4) Evaluar el progreso en las sub-tareas. Si es necesario solucionar un problema imprevisto, hacerlo rápidamente. Si es necesario, reconsiderar las fechas límites.-
5) Identificar las horas de mayor energía. Planificar las actividades que exigen mayor esfuerzo en ese espacio y reservar las horas de menor energía para actividades más relajadas.
6) Planificar el tiempo hora por hora. Eso incluye tiempo para comer, dormir, vida social y MUY IMPORTANTE ejercicio físico y/o relajación.
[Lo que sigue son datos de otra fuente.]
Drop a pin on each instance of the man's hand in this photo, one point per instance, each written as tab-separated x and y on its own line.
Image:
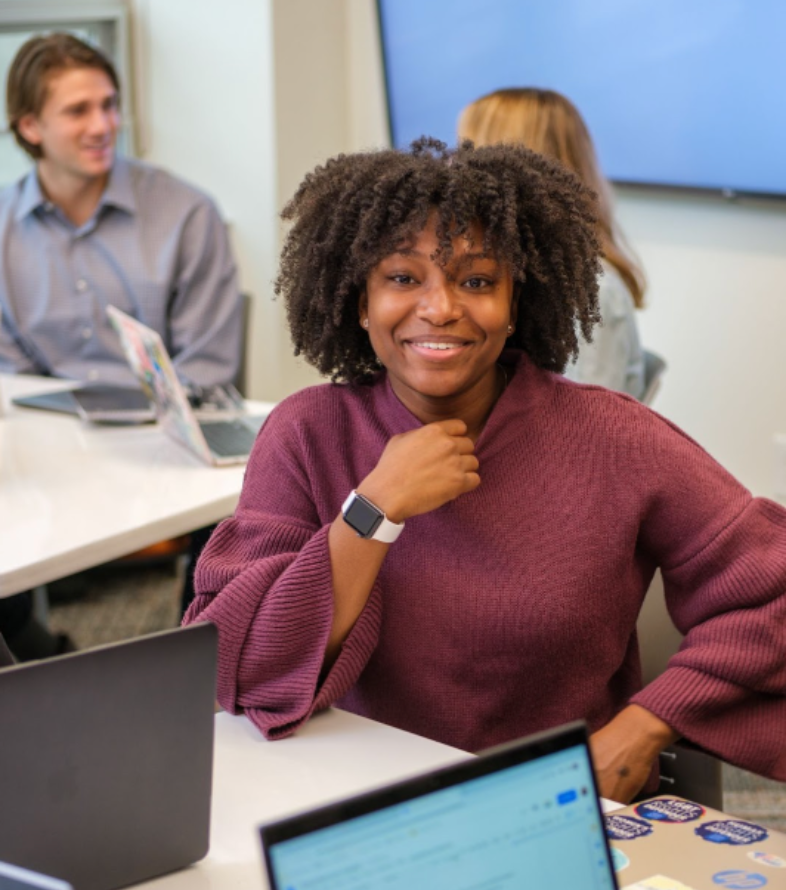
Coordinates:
422	470
623	751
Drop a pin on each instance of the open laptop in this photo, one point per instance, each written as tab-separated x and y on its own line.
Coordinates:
215	441
525	814
14	878
94	403
668	843
106	759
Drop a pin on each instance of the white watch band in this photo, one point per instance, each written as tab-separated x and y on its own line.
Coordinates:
387	532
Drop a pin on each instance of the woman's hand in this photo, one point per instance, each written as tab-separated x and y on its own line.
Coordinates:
623	751
422	470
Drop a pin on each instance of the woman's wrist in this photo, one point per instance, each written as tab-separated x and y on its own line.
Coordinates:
648	729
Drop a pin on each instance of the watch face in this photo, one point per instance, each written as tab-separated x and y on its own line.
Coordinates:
363	517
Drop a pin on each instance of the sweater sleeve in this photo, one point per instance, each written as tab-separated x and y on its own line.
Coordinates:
264	579
725	587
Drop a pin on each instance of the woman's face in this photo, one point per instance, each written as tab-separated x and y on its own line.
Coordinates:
439	331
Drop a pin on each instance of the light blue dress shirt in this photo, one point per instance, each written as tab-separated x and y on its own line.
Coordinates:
155	248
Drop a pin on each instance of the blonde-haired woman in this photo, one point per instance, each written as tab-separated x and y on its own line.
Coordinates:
548	123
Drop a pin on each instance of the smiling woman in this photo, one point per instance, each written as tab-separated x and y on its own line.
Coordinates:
453	538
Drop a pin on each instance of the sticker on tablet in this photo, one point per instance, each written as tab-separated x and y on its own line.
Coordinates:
619	860
626	828
767	859
669	810
736	879
732	831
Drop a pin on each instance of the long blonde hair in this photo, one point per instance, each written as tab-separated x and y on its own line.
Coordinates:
550	124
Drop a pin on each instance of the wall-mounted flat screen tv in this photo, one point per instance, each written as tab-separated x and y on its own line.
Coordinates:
680	93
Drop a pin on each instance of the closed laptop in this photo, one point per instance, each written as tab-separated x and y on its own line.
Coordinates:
106	764
526	814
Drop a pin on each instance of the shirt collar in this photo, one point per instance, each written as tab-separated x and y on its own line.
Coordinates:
118	193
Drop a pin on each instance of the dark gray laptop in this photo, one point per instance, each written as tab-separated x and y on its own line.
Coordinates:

Es importante que ese horario sea REALISTA.-
7) Sostener expectativas razonables sobre uno mismo. Expectativas perfeccionistas o sumamente estrictas pueden hacer que te rebeles o pueden sabotear tu progreso.
8.- Probar el horario que se ha diseñado
9) darse una recompensa por el trabajo hecho: permite disminuir la presión por el logro.
Obstáculos para organizar el tiempo:
1) Estar demasiado disponible: no contestes el telefono solo porque suena ni abras la puerta por la misma razón.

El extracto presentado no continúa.